4°) Toutefois, les actions de recherche portées par la MIRES bénéficieraient du nouveau programme d'investissements d'avenir (PIA 2), puisque sur les crédits inscrits dans la présente mission à ce titre, le rapporteur spécial estime que 3,8 milliards d'euros (sur un total de 5,3 milliards d'euros) seraient orientés vers le volet recherche.

5°) En 2014, s'engagerait le nouveau programme-cadre pour la recherche et le développement technologique (PCRD) de l'Union européenne, « Horizon 2020 ». Dans ce cadre, près de 79 milliards d'euros seraient attribués à des projets de recherche. Le rapporteur spécial considère comme essentiel le développement, par le Gouvernement, d'une stratégie afin d'accroître la participation des équipes de recherche françaises aux appels à projets européens, celle-ci s'étant révélée insuffisante lors du dernier PCRD.

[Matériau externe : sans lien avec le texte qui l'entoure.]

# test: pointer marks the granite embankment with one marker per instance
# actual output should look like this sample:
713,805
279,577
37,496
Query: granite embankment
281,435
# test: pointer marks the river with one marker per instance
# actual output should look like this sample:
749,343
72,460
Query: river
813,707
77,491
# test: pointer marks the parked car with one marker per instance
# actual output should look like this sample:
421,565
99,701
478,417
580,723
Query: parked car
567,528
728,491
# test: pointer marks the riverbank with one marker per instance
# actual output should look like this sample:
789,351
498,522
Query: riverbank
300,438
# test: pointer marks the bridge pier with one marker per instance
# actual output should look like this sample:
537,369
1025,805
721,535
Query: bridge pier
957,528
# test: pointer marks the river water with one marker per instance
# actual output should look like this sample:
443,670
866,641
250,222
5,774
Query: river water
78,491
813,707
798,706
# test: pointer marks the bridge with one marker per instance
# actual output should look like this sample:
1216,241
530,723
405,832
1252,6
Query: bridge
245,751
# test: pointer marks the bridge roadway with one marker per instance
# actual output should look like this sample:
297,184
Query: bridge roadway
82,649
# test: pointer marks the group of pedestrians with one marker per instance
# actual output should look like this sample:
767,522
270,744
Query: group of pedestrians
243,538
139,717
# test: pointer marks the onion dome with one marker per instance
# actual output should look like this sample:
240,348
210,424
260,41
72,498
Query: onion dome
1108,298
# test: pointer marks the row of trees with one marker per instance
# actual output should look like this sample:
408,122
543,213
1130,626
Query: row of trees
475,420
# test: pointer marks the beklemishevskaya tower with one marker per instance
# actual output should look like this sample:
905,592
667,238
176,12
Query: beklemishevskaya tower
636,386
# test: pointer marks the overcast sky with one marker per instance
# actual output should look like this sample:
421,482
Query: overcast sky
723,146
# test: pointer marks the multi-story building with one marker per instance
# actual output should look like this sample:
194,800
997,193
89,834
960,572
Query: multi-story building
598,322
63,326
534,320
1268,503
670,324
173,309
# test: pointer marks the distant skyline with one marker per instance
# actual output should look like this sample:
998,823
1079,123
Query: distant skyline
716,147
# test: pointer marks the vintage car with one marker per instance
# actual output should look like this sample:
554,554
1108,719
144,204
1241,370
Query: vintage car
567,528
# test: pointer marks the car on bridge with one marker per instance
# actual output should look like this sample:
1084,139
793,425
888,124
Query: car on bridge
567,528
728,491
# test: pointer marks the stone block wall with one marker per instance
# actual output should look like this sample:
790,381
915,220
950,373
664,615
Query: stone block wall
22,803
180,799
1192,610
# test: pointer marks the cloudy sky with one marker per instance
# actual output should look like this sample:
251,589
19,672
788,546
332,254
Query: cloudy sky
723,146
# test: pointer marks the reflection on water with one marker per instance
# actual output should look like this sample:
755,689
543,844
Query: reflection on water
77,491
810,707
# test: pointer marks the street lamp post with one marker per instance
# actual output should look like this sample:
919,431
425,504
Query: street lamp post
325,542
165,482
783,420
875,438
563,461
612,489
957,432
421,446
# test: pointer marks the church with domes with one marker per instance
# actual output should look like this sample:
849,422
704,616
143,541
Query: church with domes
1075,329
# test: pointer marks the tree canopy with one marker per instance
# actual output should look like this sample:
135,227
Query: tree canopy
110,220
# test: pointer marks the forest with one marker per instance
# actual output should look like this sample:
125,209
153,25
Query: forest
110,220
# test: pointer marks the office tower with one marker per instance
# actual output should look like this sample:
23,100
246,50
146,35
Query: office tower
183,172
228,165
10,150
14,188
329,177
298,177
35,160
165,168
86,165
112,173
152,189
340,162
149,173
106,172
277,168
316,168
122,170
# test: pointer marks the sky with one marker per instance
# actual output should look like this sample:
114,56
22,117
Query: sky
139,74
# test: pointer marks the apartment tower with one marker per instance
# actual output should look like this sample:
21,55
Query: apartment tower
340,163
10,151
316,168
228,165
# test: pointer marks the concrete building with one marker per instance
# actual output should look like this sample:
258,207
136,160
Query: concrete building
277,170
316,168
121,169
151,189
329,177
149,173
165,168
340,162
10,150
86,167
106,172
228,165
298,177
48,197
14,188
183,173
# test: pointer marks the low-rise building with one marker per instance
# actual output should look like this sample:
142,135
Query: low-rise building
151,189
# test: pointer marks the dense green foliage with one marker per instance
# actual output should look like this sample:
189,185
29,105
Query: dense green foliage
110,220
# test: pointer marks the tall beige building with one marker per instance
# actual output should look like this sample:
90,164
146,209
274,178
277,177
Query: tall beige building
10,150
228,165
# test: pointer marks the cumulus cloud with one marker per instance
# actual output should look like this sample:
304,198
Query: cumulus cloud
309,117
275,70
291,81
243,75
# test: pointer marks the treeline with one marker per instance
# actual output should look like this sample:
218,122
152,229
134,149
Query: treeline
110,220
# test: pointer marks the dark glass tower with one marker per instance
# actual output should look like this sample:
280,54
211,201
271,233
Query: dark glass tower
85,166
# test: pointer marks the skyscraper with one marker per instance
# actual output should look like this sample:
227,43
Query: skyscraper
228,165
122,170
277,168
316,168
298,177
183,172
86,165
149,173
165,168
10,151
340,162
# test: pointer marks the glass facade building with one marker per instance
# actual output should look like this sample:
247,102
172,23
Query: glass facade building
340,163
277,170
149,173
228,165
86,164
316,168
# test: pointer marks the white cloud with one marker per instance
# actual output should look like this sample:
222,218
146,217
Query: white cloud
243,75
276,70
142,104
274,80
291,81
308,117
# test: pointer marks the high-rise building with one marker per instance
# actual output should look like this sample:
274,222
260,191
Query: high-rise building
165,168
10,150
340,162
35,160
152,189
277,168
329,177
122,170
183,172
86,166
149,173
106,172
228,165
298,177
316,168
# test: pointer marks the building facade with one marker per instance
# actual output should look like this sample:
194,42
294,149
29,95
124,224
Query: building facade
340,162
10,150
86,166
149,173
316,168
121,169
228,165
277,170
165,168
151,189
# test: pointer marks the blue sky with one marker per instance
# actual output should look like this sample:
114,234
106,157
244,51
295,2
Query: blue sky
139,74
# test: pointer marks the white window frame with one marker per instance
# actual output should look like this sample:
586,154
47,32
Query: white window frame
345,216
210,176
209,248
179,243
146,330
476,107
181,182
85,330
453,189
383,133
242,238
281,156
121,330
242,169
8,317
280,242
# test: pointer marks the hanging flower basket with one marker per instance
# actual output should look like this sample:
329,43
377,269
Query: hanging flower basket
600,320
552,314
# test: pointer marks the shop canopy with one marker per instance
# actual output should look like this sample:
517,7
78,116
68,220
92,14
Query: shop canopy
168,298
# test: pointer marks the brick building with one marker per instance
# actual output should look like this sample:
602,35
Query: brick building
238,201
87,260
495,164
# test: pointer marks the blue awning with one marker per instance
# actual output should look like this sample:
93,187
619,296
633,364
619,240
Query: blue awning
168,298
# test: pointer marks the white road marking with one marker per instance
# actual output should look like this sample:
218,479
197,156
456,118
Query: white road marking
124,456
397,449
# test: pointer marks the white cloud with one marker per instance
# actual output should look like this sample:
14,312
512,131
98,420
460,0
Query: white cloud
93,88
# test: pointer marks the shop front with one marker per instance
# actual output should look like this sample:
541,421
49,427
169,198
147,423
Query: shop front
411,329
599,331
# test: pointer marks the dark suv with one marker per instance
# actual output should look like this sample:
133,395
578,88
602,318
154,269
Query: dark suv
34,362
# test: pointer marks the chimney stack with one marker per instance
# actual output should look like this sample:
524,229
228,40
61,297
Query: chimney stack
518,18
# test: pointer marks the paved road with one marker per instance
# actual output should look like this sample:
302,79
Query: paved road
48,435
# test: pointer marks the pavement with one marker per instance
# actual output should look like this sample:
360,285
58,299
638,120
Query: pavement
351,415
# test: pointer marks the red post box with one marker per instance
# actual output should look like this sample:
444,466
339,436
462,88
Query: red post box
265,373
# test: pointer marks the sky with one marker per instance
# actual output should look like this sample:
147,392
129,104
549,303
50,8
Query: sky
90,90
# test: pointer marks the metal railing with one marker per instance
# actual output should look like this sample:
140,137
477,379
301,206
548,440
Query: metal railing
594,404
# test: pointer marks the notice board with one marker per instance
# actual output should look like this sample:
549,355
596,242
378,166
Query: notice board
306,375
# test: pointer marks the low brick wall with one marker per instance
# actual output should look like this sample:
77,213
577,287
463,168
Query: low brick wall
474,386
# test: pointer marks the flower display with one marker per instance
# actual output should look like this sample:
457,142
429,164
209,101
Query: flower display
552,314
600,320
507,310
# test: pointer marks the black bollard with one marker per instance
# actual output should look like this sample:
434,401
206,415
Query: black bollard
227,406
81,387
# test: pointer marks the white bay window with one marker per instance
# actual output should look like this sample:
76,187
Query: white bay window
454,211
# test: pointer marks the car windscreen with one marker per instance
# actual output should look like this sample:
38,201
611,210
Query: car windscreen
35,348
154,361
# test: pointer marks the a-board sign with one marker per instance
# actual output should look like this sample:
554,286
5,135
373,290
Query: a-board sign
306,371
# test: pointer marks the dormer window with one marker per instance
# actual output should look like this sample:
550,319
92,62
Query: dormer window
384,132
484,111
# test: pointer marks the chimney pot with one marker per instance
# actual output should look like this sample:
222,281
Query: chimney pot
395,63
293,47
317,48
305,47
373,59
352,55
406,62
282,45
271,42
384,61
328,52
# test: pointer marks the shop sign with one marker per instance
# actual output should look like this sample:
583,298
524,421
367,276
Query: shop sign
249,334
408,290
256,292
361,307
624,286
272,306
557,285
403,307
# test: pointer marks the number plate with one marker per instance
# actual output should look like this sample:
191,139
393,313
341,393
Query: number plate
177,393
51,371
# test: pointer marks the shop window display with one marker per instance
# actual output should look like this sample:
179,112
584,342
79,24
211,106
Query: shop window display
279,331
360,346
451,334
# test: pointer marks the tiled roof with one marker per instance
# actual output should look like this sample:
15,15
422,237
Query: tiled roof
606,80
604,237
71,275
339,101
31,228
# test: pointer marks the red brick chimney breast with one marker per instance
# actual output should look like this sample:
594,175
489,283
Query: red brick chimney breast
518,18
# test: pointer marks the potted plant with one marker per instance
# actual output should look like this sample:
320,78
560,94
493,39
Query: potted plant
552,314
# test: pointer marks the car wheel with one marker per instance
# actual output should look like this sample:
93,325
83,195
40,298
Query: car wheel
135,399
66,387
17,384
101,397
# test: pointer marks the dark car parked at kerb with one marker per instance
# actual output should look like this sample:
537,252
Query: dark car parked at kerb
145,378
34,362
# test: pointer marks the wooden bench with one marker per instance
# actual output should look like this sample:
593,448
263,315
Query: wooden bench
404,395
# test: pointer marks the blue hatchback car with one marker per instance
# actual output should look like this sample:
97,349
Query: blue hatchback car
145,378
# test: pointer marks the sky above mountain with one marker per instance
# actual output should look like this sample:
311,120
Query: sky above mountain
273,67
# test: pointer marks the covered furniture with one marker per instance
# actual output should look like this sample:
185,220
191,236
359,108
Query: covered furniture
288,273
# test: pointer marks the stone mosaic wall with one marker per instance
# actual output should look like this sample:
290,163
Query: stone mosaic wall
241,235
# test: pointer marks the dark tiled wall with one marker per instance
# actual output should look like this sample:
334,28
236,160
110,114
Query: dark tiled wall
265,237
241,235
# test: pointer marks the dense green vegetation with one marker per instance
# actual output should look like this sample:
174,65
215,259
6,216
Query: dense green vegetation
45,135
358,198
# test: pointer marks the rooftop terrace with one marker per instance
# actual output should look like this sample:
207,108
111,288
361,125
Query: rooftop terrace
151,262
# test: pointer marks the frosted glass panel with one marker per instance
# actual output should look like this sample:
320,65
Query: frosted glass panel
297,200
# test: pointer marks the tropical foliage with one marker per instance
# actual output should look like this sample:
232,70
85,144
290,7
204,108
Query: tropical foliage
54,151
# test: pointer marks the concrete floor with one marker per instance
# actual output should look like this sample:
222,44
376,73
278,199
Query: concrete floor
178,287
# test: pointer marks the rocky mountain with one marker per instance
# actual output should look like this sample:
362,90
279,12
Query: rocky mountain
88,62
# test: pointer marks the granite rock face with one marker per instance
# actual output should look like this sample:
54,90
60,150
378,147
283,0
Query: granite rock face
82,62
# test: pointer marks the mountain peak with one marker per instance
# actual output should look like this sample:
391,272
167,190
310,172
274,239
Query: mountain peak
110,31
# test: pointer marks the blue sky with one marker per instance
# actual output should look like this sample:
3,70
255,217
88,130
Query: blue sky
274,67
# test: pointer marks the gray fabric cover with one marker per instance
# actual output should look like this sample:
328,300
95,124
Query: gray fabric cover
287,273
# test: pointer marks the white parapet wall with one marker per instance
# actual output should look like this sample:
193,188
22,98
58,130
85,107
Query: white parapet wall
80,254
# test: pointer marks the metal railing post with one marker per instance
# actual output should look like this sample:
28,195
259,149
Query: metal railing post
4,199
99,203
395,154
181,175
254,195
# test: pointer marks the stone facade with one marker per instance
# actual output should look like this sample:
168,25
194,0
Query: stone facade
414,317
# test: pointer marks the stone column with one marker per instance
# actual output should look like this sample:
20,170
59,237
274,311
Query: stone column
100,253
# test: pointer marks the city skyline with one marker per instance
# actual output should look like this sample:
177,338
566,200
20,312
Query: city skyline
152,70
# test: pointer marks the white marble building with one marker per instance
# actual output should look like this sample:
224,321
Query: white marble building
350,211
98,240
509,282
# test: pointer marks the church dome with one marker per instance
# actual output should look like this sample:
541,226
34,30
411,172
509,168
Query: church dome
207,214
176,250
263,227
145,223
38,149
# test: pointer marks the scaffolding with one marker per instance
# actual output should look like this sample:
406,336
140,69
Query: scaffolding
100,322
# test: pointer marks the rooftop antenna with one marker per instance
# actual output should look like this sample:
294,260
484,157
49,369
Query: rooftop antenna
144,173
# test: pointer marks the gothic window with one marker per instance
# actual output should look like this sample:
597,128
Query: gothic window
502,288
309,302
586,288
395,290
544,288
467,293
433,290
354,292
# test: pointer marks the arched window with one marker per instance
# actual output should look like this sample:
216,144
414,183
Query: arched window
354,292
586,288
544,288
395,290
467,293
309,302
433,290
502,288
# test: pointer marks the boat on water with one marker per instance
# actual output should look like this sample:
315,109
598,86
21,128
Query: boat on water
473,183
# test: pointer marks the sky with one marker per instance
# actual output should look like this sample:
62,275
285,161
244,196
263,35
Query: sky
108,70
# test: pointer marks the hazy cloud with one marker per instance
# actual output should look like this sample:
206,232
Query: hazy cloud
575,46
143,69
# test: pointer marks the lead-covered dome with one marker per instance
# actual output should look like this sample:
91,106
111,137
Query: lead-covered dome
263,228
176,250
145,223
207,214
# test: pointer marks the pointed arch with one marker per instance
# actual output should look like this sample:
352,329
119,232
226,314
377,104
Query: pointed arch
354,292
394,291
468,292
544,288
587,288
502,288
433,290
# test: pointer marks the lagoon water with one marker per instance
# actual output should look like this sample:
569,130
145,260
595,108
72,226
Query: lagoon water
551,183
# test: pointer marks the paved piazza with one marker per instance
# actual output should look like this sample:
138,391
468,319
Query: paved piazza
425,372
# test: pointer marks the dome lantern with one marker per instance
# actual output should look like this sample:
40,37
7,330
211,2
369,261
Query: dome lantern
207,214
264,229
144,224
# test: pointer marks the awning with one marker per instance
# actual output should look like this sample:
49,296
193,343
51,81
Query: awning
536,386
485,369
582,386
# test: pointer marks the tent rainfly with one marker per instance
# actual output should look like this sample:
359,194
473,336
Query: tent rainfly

6°) Les programmes « Recherche » de la présente mission comprennent 13 dépenses fiscales dont le coût total s'élèverait à 6,6 milliards d'euros en 2014. Le coût du crédit d'impôt recherche (CIR) serait de 5,8 milliards d'euros - voire de 6 milliards d'euros s'il est tenu compte du crédit d'impôt innovation (CII). Toutefois, le coût du CIR pourrait encore s'élever au cours des prochaines années ; aussi, bien que le rapporteur spécial estime que ce dispositif est particulièrement utile pour renforcer les dépenses privées de recherche, il considère que celui-ci est perfectible. Eu égard à l'augmentation dynamique du coût du CIR, il lui paraît peu opportun de le « cristalliser » avant même qu'il ait pu être amélioré.

Le rapporteur spécial estime qu'il serait nécessaire d'assurer un meilleur équilibre entre financement de la recherche privée, par les dépenses fiscales, et financement de la recherche publique, par les dotations budgétaires.

L'article 49 de la loi organique relative aux lois de finances (LOLF) fixe au 10 octobre la date limite pour le retour des réponses aux questionnaires budgétaires.

À cette date, 95 % des réponses étaient parvenues à vos rapporteurs spéciaux en ce qui concerne la mission « Recherche et enseignement supérieur ».